Fig 7. A schematic model of Vpr suppression of SLC12A3 transcription activity in the distal convoluted tubule.

(A) In the absence of Vpr, aldosterone binds MR in the cytoplasm. The activated MR translocates to the nucleus, where it binds the mineralocorticoid response element (MRE) in genomic DNA. This complex, together with SP1 and other transcription factor(s) and other co-regulator(s), activates the transcription initiation complex and thereby promotes SLC12A3 gene transcription and NCC protein translation.

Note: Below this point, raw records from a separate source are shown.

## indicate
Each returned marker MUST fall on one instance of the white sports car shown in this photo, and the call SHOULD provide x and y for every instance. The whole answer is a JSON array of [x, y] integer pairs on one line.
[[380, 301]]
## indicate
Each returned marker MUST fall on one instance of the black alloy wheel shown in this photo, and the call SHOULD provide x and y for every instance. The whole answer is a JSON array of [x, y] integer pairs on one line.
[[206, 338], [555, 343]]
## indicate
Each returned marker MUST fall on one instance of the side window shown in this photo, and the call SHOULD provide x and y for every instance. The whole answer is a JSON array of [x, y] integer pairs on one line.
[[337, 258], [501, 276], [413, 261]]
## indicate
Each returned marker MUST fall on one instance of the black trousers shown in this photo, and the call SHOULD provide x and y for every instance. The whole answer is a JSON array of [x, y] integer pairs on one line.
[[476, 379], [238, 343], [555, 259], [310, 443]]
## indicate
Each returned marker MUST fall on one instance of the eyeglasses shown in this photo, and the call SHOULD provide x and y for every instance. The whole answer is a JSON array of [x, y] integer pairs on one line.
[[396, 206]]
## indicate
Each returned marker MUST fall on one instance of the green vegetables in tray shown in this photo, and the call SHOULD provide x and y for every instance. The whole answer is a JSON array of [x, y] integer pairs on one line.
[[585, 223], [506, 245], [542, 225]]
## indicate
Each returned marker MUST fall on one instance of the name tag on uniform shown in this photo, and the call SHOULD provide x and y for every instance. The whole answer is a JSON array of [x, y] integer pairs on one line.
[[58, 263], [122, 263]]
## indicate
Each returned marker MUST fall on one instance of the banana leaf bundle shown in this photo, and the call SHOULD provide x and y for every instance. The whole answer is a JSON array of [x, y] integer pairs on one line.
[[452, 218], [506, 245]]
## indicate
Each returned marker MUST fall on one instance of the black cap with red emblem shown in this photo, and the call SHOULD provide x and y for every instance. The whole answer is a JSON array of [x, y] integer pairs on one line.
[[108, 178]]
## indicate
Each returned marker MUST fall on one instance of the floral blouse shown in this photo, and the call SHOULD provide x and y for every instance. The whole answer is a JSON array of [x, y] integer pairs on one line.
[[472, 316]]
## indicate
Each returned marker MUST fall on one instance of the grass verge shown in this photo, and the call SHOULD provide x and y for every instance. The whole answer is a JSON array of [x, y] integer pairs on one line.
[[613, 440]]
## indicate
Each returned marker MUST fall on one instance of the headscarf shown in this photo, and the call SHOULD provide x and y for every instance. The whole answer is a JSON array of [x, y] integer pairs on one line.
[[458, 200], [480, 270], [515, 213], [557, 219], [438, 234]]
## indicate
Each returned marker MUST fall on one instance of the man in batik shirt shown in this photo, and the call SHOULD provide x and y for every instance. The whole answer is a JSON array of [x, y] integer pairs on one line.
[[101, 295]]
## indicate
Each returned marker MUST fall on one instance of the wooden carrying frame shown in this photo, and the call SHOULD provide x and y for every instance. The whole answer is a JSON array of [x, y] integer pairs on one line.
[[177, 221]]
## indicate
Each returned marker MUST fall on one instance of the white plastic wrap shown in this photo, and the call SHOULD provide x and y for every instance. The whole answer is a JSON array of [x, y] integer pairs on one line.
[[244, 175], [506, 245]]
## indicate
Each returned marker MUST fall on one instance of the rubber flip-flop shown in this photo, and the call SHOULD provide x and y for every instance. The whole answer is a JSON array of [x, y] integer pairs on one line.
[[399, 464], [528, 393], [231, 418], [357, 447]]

Although both MR (aldosterone) and GR (cortisol, corticosterone etc.) hormones potentially bind to MRE, the presence of 11βHSD2 in the DCT, especially DCT2, converts cortisol (humans)/corticosterone (rodents) to cortisone, which facilitates MR binding to MRE. (B) Vpr, binding either MR or SP1 and other transcription factors, abrogates the interaction of MR and MRE and thus prevents SLC12A3 transcription and translation. This reduces the abundance of NCC in the apical membranes of distal convoluted tubules. Considering that plasma aldosterone levels in Tg mice were similar to those of WT mice, and aldosterone concentrations were increased by salt depletion in both groups, Vpr did not impair aldosterone synthesis and regulation system in Tg mice. Of note, MREs can be located within intron or other regions of the gene, although it is illustrated here in the promoter region of SLC12A3.